Viruses infect more than humans or plants. For microorganisms in the oceans — including those that capture half of the carbon taken out of the atmosphere every day — viruses are a major threat. But a paper to be published Jan. 25, 2016 in the journal Nature Microbiology shows that there's much less certainty about the size of these viral populations than scientists had long believed.
Collecting and re-examining more than 5,600 estimates of ocean microbial cell and virus populations recorded over the past 25 years, researchers have found that viral populations vary dramatically from location to location, and at differing depths in the sea. The study highlights another source of uncertainty governing climate models and other biogeochemical measures.
"What was surprising was that there was not a constant relationship, as people had assumed, between the number of microbial cells and the number of viruses," said Joshua Weitz, an associate professor in the School of Biology at the Georgia Institute of Technology and one of the paper's two senior co-authors. "Because viruses are parasites, it was assumed that their number would vary linearly with the number of microbes. We found that the ratio does not remain constant, but decreases systematically as the number of microbes increases."
The research, which involved authors from 14 different institutions, was initiated as part of a working group from the National Institute for Mathematical and Biological Synthesis (NIMBioS), which is supported by the National Science Foundation. The research was completed with additional support from the Burroughs Wellcome Fund and the Simons Foundation. The research was co-led by Steven Wilhelm, a professor of microbiology at the University of Tennessee, Knoxville.
In the datasets examined by the researchers, the ratio of viruses to microbes varied from approximately 1 to 1 and 150 to 1 in surface waters, and from 5 to 1 and 75 to 1 in the deeper ocean. For years, scientists had utilized a baseline ratio of 10 to 1 – ten times more viruses than microbes — which may not adequately represent conditions in many marine ecosystems.
"A marine environment with 100-fold more viruses than microbes may have very different rates of microbial recycling than an environment with far fewer viruses," said Weitz. "Our study really begins to challenge the notion of a uniform ecosystem role for viruses."
A key target for viruses are cyanobacteria — marine microorganisms that obtain their energy through photosynthesis in a process that takes carbon out of the atmosphere. What happens to the carbon these tiny organisms remove may be determined by whether they are eaten by larger grazing creatures — or die from viral infections.
When these cyanobacteria die from infections, their carbon is likely to remain in the top of the water column, where it can nourish other microorganisms.

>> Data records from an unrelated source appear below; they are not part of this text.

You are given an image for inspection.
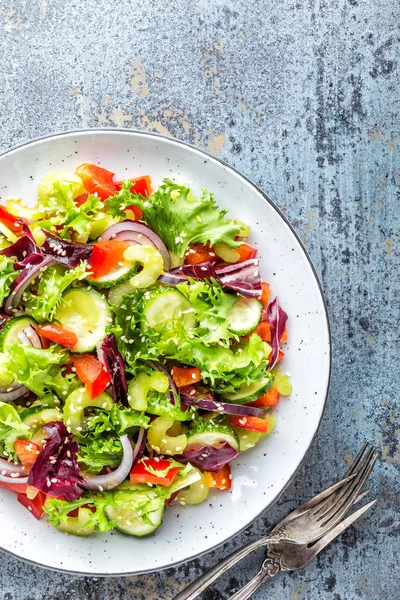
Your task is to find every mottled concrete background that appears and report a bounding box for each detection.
[0,1,399,599]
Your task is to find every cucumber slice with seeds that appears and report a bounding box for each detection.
[0,316,38,351]
[227,297,262,336]
[88,261,138,289]
[143,290,196,330]
[54,288,111,353]
[220,376,272,402]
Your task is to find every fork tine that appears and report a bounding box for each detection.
[280,443,371,527]
[319,451,378,526]
[278,474,357,527]
[307,499,377,558]
[314,446,375,518]
[313,443,371,517]
[342,442,370,478]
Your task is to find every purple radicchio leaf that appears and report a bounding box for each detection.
[170,259,262,298]
[100,334,128,406]
[0,224,42,269]
[41,232,93,267]
[266,297,288,369]
[27,421,84,501]
[173,443,239,472]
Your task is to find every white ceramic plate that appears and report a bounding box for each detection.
[0,130,330,575]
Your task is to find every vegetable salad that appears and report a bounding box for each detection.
[0,163,291,537]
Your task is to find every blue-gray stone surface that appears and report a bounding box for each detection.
[0,1,399,598]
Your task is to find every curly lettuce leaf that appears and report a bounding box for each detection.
[36,173,103,240]
[0,255,20,306]
[22,263,88,323]
[0,401,30,458]
[77,404,150,473]
[177,278,237,347]
[146,390,194,422]
[44,493,115,533]
[2,345,73,397]
[110,288,267,393]
[106,179,241,257]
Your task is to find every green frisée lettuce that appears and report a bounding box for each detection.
[36,172,103,240]
[77,405,150,473]
[177,279,238,347]
[0,345,75,398]
[110,285,267,393]
[106,179,241,258]
[22,263,88,323]
[0,402,30,457]
[0,255,20,305]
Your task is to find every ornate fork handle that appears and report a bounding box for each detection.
[173,531,289,600]
[228,553,282,600]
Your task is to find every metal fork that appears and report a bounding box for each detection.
[229,496,376,599]
[174,443,377,600]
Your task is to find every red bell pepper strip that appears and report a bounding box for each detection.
[0,206,25,234]
[0,481,27,494]
[87,240,130,279]
[204,464,232,490]
[230,415,270,433]
[130,457,180,487]
[184,244,218,266]
[114,175,152,198]
[76,163,116,200]
[235,243,257,263]
[72,354,111,399]
[74,193,89,207]
[260,282,270,309]
[172,366,202,388]
[17,490,46,520]
[36,324,78,349]
[247,387,280,408]
[14,440,41,471]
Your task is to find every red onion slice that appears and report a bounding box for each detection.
[22,325,43,349]
[5,257,56,315]
[0,457,28,484]
[158,272,186,286]
[130,427,147,470]
[0,382,29,402]
[180,395,266,417]
[80,434,134,491]
[100,221,170,271]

If they are eaten by larger creatures, their carbon is likely to sink into the deeper ocean as the grazers die or excrete the carbon in in their feces.

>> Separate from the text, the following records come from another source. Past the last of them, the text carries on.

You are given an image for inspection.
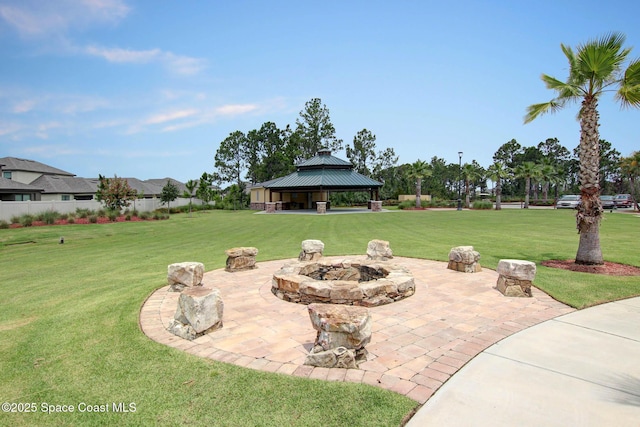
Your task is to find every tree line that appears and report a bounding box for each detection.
[209,98,638,209]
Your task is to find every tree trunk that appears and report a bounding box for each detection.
[465,180,470,208]
[415,178,422,208]
[575,96,603,265]
[524,177,530,208]
[495,180,502,210]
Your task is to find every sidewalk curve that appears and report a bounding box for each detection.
[406,296,640,426]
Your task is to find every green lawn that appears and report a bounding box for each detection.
[1,209,639,426]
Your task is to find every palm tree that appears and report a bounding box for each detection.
[620,152,640,210]
[407,160,432,208]
[524,32,640,265]
[461,163,481,208]
[539,160,557,203]
[487,162,511,210]
[514,162,538,209]
[184,179,198,216]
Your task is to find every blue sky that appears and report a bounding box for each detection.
[1,0,639,182]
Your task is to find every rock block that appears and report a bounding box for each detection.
[496,259,536,297]
[167,262,204,292]
[304,346,358,369]
[307,303,371,351]
[168,287,224,340]
[299,239,324,261]
[225,247,258,272]
[447,246,481,273]
[367,239,393,261]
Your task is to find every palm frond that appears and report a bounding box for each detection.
[616,58,640,107]
[524,100,567,123]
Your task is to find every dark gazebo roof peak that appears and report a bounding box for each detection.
[297,149,352,170]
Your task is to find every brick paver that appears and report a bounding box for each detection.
[139,256,574,403]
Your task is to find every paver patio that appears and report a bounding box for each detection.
[139,256,574,403]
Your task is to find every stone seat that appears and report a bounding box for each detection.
[225,247,258,272]
[167,287,224,340]
[447,245,481,273]
[496,259,536,297]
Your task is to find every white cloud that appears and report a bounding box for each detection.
[215,104,259,116]
[144,109,198,125]
[12,99,36,113]
[85,45,206,75]
[0,0,130,37]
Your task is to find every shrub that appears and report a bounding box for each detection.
[10,215,20,224]
[20,214,34,227]
[76,208,90,219]
[132,210,139,217]
[472,200,493,210]
[89,215,98,223]
[67,217,75,224]
[59,213,69,221]
[398,200,428,209]
[125,214,132,221]
[40,210,60,225]
[0,220,9,229]
[97,209,106,217]
[107,210,119,222]
[139,212,150,220]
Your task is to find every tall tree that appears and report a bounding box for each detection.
[487,162,511,210]
[461,163,483,208]
[525,32,640,265]
[214,131,247,207]
[295,98,343,160]
[514,162,539,208]
[346,129,377,176]
[196,172,214,209]
[407,160,432,208]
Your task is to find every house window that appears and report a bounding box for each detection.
[62,195,71,201]
[256,192,260,201]
[15,194,31,201]
[3,171,11,179]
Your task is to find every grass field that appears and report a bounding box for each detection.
[1,208,639,426]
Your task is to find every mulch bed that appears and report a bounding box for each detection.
[541,259,640,276]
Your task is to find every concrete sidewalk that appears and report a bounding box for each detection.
[406,296,640,426]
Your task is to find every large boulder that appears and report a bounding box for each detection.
[167,262,204,292]
[307,303,371,351]
[168,287,224,340]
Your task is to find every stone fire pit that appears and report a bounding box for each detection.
[271,256,415,307]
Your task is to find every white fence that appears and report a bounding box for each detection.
[0,198,196,222]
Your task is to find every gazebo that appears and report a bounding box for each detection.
[249,149,383,211]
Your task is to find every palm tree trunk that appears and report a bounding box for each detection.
[575,96,603,265]
[495,180,502,210]
[524,177,530,208]
[415,178,422,208]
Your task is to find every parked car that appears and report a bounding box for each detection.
[600,195,616,210]
[556,195,580,209]
[614,194,633,208]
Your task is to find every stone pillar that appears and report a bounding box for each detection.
[447,246,481,273]
[304,303,371,368]
[299,239,324,261]
[225,247,258,272]
[265,202,276,213]
[496,259,536,297]
[167,262,204,292]
[370,200,382,212]
[316,201,327,214]
[167,287,224,340]
[275,201,282,211]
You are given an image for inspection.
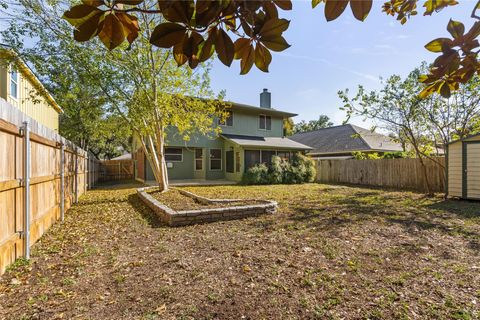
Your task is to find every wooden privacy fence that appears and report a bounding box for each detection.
[0,100,100,275]
[315,157,446,193]
[99,159,134,182]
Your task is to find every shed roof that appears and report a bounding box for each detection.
[447,133,480,145]
[290,124,403,155]
[221,134,312,150]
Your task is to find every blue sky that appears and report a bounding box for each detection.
[209,1,472,127]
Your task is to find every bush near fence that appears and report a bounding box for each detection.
[0,100,100,275]
[315,157,445,193]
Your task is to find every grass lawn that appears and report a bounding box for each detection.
[0,183,479,319]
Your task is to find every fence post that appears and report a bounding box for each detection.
[60,143,65,222]
[74,148,78,203]
[22,121,31,260]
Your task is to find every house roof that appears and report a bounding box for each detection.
[221,134,312,150]
[0,45,62,114]
[290,124,403,155]
[229,102,297,118]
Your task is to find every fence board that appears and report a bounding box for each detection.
[0,100,101,275]
[315,157,445,193]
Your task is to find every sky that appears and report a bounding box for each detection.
[208,1,473,128]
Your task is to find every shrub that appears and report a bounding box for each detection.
[242,163,269,184]
[242,153,316,185]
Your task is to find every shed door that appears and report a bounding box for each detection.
[466,143,480,199]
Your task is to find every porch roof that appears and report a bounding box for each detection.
[221,134,312,150]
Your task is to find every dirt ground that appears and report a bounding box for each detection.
[0,182,479,320]
[147,189,260,211]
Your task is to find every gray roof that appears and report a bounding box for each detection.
[290,124,403,155]
[230,102,297,118]
[221,134,312,150]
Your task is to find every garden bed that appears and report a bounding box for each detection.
[138,187,277,226]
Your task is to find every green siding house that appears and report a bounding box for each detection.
[133,89,311,183]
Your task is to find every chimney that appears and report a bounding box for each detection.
[260,88,271,108]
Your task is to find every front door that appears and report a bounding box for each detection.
[194,148,206,179]
[466,142,480,199]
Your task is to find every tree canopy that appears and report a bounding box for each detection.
[60,0,480,98]
[294,115,334,134]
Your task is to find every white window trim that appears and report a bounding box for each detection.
[218,110,234,127]
[9,66,19,101]
[259,114,272,131]
[209,148,222,171]
[165,148,183,162]
[194,148,203,171]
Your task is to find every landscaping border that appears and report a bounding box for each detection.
[137,187,277,226]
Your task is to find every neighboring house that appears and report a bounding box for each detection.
[133,89,311,182]
[0,45,62,131]
[290,124,403,159]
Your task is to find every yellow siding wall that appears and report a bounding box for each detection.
[0,64,59,131]
[448,142,462,197]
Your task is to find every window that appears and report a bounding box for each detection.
[165,148,183,162]
[210,149,222,170]
[235,152,241,173]
[218,110,233,126]
[261,150,276,165]
[259,114,271,130]
[244,150,261,171]
[10,68,18,99]
[226,150,234,173]
[277,151,292,161]
[195,148,203,170]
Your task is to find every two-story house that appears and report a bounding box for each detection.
[0,45,62,131]
[133,89,311,183]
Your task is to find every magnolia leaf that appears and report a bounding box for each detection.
[350,0,372,21]
[254,43,272,72]
[264,1,279,19]
[182,31,203,57]
[116,12,140,44]
[446,19,464,38]
[259,18,290,38]
[114,0,144,5]
[439,82,451,98]
[259,35,290,52]
[73,11,104,42]
[312,0,322,9]
[63,4,102,28]
[234,38,251,59]
[423,0,458,16]
[150,23,186,48]
[82,0,104,7]
[240,44,255,75]
[424,38,452,52]
[98,13,125,50]
[198,31,216,62]
[215,28,234,66]
[173,41,188,66]
[273,0,292,10]
[325,0,349,21]
[161,0,194,24]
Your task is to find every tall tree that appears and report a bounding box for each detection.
[294,115,334,134]
[2,0,228,190]
[60,0,480,98]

"Viruses have a role in shunting some of the carbon away from the deep ocean and keeping it in the surface ocean," said Wilhelm. "Quantifying the strength of the viral shunt remains a vital issue."

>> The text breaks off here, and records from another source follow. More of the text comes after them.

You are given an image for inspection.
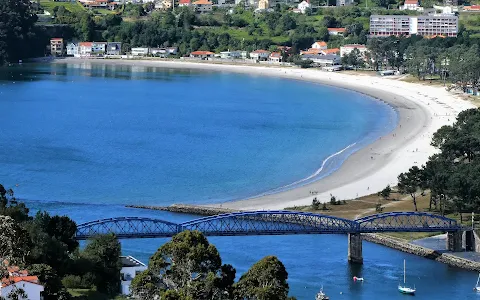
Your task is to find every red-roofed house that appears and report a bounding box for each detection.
[269,52,282,63]
[321,48,340,55]
[179,0,191,6]
[297,0,310,13]
[249,49,271,61]
[79,42,93,57]
[1,267,44,300]
[327,28,346,35]
[464,5,480,11]
[403,0,421,10]
[190,50,215,59]
[311,41,327,50]
[193,0,212,13]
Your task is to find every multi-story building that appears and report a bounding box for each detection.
[369,15,458,37]
[50,38,64,56]
[416,15,458,37]
[79,42,93,57]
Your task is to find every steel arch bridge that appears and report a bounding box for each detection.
[74,211,461,240]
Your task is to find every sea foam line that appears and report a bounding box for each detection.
[268,142,358,193]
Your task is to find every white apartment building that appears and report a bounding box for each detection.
[131,47,149,56]
[370,15,458,37]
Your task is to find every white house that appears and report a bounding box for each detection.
[79,42,92,57]
[120,256,147,295]
[327,28,346,35]
[249,49,271,61]
[311,41,327,50]
[403,0,421,10]
[131,47,150,56]
[1,267,44,300]
[66,42,79,57]
[340,44,367,57]
[297,0,310,13]
[92,42,107,55]
[268,52,282,63]
[219,50,246,59]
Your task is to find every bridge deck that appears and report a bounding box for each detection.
[75,211,462,240]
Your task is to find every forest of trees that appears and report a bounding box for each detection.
[397,108,480,215]
[0,185,122,300]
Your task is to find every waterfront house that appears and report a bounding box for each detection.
[327,28,346,35]
[193,0,212,13]
[131,47,150,56]
[249,49,271,61]
[79,42,93,57]
[66,42,79,57]
[107,42,122,55]
[311,41,327,50]
[178,0,192,6]
[1,267,44,300]
[190,50,215,59]
[340,44,367,58]
[219,50,246,59]
[301,54,341,66]
[120,256,147,295]
[167,47,178,55]
[268,52,282,63]
[50,38,64,56]
[92,42,107,55]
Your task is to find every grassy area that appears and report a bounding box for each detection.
[39,0,85,13]
[68,289,127,300]
[459,12,480,34]
[286,189,436,220]
[197,27,290,44]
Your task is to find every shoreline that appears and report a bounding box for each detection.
[53,58,476,210]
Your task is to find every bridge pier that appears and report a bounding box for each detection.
[465,230,475,252]
[447,231,462,252]
[348,233,363,264]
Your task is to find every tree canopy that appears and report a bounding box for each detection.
[131,230,294,300]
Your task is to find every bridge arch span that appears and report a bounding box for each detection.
[356,212,460,232]
[179,210,357,236]
[75,217,181,240]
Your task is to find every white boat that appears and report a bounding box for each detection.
[353,276,364,282]
[398,259,416,295]
[474,273,480,292]
[315,286,329,300]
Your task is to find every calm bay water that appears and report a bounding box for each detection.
[0,63,477,299]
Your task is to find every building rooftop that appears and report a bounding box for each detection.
[120,256,146,268]
[191,50,215,55]
[193,0,212,4]
[342,44,367,48]
[327,28,346,32]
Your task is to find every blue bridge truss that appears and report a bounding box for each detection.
[75,210,461,240]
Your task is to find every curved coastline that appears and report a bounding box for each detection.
[53,58,476,210]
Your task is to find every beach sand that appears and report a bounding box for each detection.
[54,58,476,210]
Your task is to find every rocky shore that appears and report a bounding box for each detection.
[126,204,239,216]
[363,233,480,272]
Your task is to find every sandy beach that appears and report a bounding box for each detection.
[55,58,476,210]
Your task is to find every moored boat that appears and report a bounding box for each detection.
[398,259,416,295]
[315,286,329,300]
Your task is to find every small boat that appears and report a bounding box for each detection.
[315,286,329,300]
[353,276,364,282]
[398,259,416,295]
[474,273,480,292]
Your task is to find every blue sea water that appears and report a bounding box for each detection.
[0,63,477,299]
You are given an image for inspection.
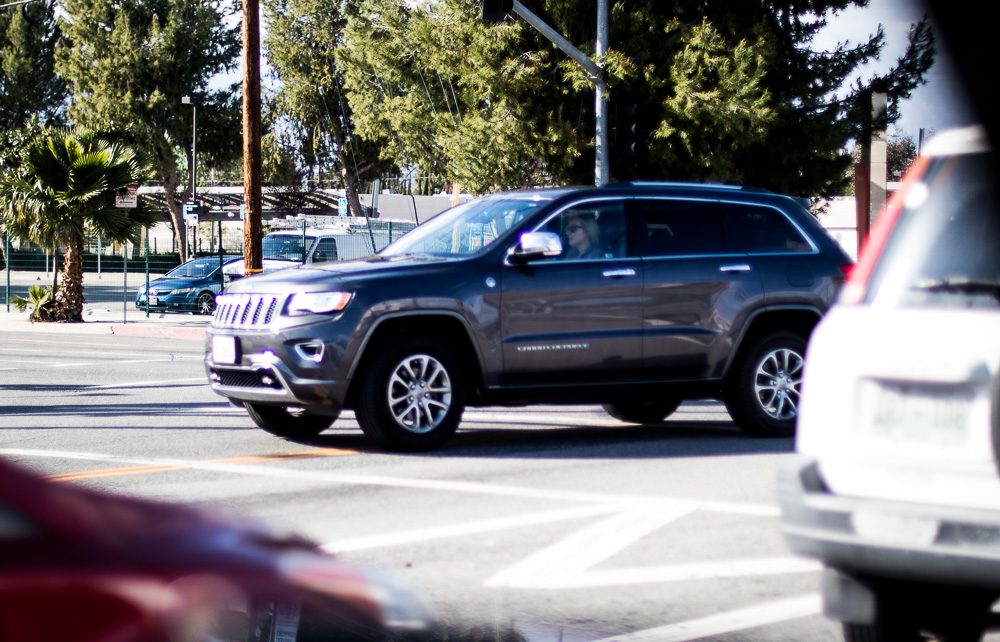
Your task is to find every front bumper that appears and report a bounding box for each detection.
[204,327,350,415]
[136,293,197,312]
[778,456,1000,591]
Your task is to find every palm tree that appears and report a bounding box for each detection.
[0,129,157,321]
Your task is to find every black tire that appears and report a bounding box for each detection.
[724,330,807,437]
[244,403,337,438]
[842,623,921,642]
[602,399,682,424]
[196,291,216,315]
[355,337,466,451]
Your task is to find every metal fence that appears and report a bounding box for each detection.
[1,216,419,315]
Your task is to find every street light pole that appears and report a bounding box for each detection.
[182,95,197,259]
[181,96,197,205]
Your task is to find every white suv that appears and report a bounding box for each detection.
[779,126,1000,642]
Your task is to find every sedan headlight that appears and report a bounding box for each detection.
[171,287,197,294]
[287,292,353,316]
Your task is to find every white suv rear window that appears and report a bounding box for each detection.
[866,152,1000,309]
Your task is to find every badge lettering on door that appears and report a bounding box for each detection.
[517,343,589,352]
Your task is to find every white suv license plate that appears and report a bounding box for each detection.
[212,336,238,365]
[866,383,972,446]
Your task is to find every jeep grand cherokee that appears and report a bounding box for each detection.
[205,182,852,451]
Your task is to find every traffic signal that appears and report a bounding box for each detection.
[482,0,512,23]
[617,100,638,160]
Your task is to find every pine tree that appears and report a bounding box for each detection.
[0,0,67,129]
[339,0,582,194]
[54,0,241,260]
[264,0,394,217]
[337,0,934,197]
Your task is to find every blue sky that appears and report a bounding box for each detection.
[813,0,976,141]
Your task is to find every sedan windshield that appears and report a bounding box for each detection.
[381,197,551,257]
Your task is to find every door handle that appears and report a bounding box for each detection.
[719,264,751,273]
[603,268,636,278]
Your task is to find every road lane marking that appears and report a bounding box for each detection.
[0,448,780,516]
[0,348,194,358]
[44,448,360,482]
[486,503,698,587]
[321,503,631,553]
[484,503,819,590]
[1,337,202,351]
[89,377,208,389]
[591,593,821,642]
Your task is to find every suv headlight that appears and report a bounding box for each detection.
[287,292,353,316]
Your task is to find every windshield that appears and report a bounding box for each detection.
[866,151,1000,309]
[381,197,550,257]
[263,234,315,261]
[165,258,232,279]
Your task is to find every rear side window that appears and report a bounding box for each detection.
[635,199,726,256]
[721,203,812,254]
[865,152,1000,309]
[313,238,339,262]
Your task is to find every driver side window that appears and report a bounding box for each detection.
[539,201,629,261]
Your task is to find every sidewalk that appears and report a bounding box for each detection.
[0,304,209,341]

Influenza and measles come to mind when most people think of viruses, but the bulk of world's viruses actually infect microorganisms. Estimates suggest that a single liter of seawater typically contain more than ten billion viruses.
To better understand this population, the researchers conducted a meta-analysis of the microbial and virus abundance data that had been collected over multiple decades, including datasets collected by many of the co-authors whose laboratories are based in the United States, Canada and Europe. The data had been obtained using a variety of techniques, including epifluorescence microscopy and flow cytometry.
By combining data collected by 11 different research groups, the researchers created a big picture from many smaller ones. The statistical relationships between viruses and microbial cells, analyzed by first-author Charles Wigington from Georgia Tech and second-author Derek Sonderegger from Northern Arizona University, show the range of variation.
The available data provides information about the abundance of viral particles, not their diversity. Viruses are selective in the microbes the target, meaning the true rates of infection require a renewed focus on virus-microbe infection networks.
"Future research should focus on examining the relationship between ocean microorganisms and viruses at the scale of relevant interactions," said Weitz, "And more ocean surveys are needed to fill in the many blanks for this critical part of the carbon cycle. Indeed, virus infections of microbes could change the flux of carbon and nutrients on a global scale."
This work was supported by National Science Foundation (NSF) grants OCE-1233760 and OCE-1061352, a Career Award at the Scientific Interface from the Burroughs Wellcome Fund and a Simons Foundation SCOPE grant. This work arose from discussions in the Ocean Viral Dynamics working group at the National Institute for Mathematical and Biological Synthesis, an Institute sponsored by the National Science Foundation through NSF Award DBI-1300426, with additional support from The University of Tennessee, Knoxville. The content is solely the responsibility of the authors and does not necessarily represent the official views of the National Science Foundation.